I stop writing. My hand is shaking. After over four years together as the top couple in school, do they really have no other rumors? No fights, no scandals? Huxley is a master of controlling her PR; you would never guess that Steve’s family is scheming to rip them apart. In a school of
fifteen hundred kids, why is there so little gossip about the biggest couple? Their relationship cannot be as perfect as it seems.
* * *
Diane and I form a battle plan over leftover pizza the next night.
“I hate that the middle of the pizza never gets warm in the microwave. The edges are burning, but then the middle is still ice-cold,” she says. But she eats it anyway.
My gossip dossier and yearbook are laid out on the dining table. My parents are at a bar mitzvah tonight, so we don’t have to plot in private. “We have a better chance of getting Steve to dump Huxley. There’s no way she would ever dump him.”
“I’m not so sure. He’s not going to be a big football star next year. His sex appeal is going to drop.”
“He’s going to Vermilion for her,” I say. “And she’ll probably join him when we graduate.”
“That’s bleak.”
“Never underestimate the power of a whipped guy. He has a breaking point. She doesn’t.”

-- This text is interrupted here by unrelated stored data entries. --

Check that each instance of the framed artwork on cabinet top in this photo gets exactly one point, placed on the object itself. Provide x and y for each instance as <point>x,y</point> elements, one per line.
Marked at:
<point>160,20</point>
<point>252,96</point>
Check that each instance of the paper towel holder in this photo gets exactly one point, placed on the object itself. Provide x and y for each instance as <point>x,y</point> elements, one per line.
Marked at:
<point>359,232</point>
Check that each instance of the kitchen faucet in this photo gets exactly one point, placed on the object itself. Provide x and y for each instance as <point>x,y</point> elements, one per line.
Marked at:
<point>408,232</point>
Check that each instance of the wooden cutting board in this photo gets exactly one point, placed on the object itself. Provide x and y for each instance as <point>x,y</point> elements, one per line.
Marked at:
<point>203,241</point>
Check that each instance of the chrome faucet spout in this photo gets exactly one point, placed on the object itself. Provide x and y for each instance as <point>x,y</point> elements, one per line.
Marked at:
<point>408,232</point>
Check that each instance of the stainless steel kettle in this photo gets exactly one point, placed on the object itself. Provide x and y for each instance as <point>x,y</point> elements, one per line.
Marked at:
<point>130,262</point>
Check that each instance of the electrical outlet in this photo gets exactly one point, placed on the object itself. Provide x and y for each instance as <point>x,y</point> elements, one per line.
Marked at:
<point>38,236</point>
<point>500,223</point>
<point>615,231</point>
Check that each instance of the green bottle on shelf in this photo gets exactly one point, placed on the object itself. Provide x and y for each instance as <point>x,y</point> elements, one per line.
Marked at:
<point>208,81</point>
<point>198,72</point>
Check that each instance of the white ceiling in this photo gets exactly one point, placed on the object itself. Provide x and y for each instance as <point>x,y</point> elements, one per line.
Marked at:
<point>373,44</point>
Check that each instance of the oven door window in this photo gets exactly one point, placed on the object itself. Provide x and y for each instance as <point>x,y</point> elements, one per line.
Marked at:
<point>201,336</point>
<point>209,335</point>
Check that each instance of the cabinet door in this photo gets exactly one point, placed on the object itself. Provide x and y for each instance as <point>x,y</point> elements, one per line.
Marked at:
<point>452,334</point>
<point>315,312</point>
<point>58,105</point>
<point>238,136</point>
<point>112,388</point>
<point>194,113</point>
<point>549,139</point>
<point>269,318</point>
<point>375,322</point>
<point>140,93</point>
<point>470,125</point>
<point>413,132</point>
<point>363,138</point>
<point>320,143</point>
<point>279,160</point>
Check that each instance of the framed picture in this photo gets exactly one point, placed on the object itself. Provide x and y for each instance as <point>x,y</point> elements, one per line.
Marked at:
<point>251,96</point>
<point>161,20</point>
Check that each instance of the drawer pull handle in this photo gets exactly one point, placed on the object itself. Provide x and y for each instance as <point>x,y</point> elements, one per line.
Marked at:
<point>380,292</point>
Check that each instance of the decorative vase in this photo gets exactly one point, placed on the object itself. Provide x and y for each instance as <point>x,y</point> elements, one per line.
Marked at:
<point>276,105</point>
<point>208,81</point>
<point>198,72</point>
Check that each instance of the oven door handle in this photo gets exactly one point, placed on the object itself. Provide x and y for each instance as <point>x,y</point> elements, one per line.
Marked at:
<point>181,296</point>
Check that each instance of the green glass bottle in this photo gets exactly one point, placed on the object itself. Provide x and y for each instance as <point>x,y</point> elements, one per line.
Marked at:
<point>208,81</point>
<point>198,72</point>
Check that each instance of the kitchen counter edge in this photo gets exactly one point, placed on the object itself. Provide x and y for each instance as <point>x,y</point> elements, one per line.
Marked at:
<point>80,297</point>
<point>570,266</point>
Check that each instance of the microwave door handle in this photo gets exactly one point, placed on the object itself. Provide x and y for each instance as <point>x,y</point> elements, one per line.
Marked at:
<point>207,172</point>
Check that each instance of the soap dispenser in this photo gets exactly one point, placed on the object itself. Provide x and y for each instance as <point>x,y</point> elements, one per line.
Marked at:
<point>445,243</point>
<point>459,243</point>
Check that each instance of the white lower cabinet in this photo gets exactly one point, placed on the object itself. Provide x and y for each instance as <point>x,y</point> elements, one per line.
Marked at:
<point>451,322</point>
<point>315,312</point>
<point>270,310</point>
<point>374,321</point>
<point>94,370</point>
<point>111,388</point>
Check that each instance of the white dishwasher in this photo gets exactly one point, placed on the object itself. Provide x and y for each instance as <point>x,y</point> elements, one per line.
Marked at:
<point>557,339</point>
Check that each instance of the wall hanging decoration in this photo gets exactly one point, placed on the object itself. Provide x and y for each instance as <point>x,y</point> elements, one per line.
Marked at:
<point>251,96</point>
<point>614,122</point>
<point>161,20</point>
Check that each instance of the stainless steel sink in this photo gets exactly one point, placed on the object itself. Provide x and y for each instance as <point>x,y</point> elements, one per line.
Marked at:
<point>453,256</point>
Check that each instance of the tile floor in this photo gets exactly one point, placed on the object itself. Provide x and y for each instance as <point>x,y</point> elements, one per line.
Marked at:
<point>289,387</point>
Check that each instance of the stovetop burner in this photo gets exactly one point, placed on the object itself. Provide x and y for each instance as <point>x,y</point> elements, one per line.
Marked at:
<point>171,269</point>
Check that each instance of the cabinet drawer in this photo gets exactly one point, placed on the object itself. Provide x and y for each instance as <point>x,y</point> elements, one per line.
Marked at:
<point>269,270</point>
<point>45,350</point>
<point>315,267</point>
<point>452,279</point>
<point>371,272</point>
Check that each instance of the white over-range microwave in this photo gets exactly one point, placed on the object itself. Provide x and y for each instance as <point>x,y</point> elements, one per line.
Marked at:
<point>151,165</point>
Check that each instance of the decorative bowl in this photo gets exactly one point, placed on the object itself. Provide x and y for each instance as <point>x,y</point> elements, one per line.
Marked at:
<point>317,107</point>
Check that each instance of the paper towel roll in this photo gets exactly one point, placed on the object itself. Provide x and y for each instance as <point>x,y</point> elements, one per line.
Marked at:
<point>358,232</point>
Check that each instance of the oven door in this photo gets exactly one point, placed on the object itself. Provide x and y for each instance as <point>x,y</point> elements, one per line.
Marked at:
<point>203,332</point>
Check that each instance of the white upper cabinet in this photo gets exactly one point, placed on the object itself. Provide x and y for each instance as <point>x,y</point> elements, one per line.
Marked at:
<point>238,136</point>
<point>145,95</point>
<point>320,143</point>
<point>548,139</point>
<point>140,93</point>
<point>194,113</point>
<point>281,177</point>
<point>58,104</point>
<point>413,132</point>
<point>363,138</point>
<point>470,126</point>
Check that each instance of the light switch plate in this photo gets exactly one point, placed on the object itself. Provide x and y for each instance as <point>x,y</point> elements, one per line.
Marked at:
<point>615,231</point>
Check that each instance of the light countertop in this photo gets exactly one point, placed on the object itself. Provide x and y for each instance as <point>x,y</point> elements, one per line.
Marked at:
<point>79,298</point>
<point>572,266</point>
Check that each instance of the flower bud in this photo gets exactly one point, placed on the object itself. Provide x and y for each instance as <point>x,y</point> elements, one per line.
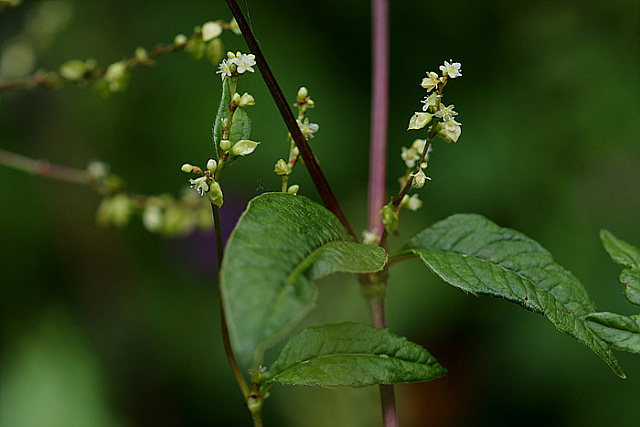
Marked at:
<point>302,93</point>
<point>419,120</point>
<point>211,30</point>
<point>215,194</point>
<point>244,147</point>
<point>282,168</point>
<point>246,100</point>
<point>389,218</point>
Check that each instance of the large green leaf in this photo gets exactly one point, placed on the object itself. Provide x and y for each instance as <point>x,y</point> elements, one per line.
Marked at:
<point>281,243</point>
<point>619,331</point>
<point>470,252</point>
<point>352,355</point>
<point>626,255</point>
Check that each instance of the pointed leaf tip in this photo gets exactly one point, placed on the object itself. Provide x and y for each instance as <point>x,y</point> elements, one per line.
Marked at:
<point>352,355</point>
<point>472,253</point>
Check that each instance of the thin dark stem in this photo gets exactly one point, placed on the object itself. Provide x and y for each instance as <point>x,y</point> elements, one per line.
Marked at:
<point>378,167</point>
<point>223,319</point>
<point>310,161</point>
<point>379,113</point>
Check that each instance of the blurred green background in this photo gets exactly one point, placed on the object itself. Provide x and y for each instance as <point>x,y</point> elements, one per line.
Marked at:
<point>109,327</point>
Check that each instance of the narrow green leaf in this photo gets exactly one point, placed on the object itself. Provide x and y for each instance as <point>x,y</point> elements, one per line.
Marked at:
<point>621,252</point>
<point>631,281</point>
<point>470,252</point>
<point>352,355</point>
<point>626,255</point>
<point>281,243</point>
<point>619,331</point>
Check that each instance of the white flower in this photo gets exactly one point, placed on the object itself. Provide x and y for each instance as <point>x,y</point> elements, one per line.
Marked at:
<point>225,68</point>
<point>419,120</point>
<point>245,62</point>
<point>308,129</point>
<point>451,69</point>
<point>446,113</point>
<point>409,156</point>
<point>412,203</point>
<point>450,131</point>
<point>419,179</point>
<point>200,185</point>
<point>431,81</point>
<point>152,218</point>
<point>430,101</point>
<point>215,195</point>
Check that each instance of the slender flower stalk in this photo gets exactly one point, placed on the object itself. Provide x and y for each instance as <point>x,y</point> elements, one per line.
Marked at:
<point>310,161</point>
<point>377,169</point>
<point>379,113</point>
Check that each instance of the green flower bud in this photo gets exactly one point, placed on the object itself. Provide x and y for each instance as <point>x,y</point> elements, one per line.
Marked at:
<point>246,100</point>
<point>302,93</point>
<point>141,54</point>
<point>282,168</point>
<point>214,51</point>
<point>225,144</point>
<point>389,218</point>
<point>215,194</point>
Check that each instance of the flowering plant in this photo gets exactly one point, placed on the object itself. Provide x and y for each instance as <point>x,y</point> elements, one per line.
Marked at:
<point>284,241</point>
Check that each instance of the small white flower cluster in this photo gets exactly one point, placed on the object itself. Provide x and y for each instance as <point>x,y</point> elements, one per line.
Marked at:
<point>236,64</point>
<point>449,129</point>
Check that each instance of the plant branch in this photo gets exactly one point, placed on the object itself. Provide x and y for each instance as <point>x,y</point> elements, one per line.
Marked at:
<point>310,161</point>
<point>379,113</point>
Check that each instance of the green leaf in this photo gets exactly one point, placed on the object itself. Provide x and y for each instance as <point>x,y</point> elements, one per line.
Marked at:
<point>281,243</point>
<point>470,252</point>
<point>621,252</point>
<point>626,255</point>
<point>352,355</point>
<point>619,331</point>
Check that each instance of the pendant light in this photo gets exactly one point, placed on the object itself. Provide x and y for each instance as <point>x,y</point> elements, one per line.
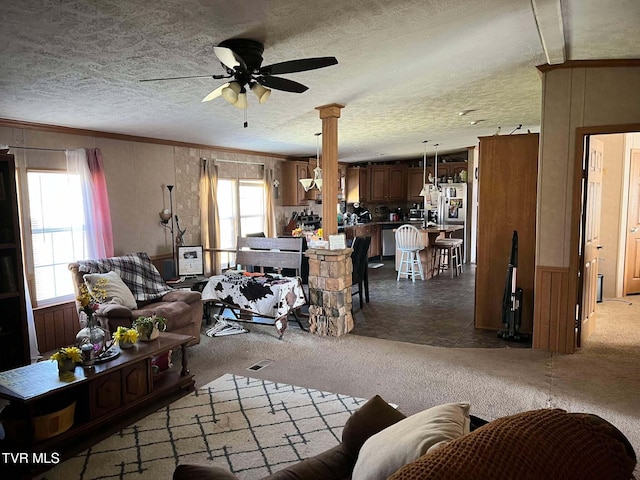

“Dammit!” Diane wipes a clump of sauce off her sweatshirt. A red splotch covers the g in Rutgers. Just one of many. “And since his family hates her guts, he’s probably looking for any excuse to get rid of her. Now you need to work this angle, try to talk to his parents maybe.”
“I don’t think so,” I say. I leave families out of my break-up schemes. I do have some ethics, despite my line of work. I pace around the room, careful not to knock into any of my mom’s antique vases.
“What if he thinks she’s cheating on him?”
“I doubt she would cheat on him, and he knows it.” Huxley’s face circles in my mind. Why would anyone break up with her? I think about all those picturesque moments she and Steve share during school. Her life is like a movie, every detail staged so that girls can aspire to be her. If you are her friend or boyfriend, you have to know your lines. And as I learned, if you don’t fit the part, you’re cut.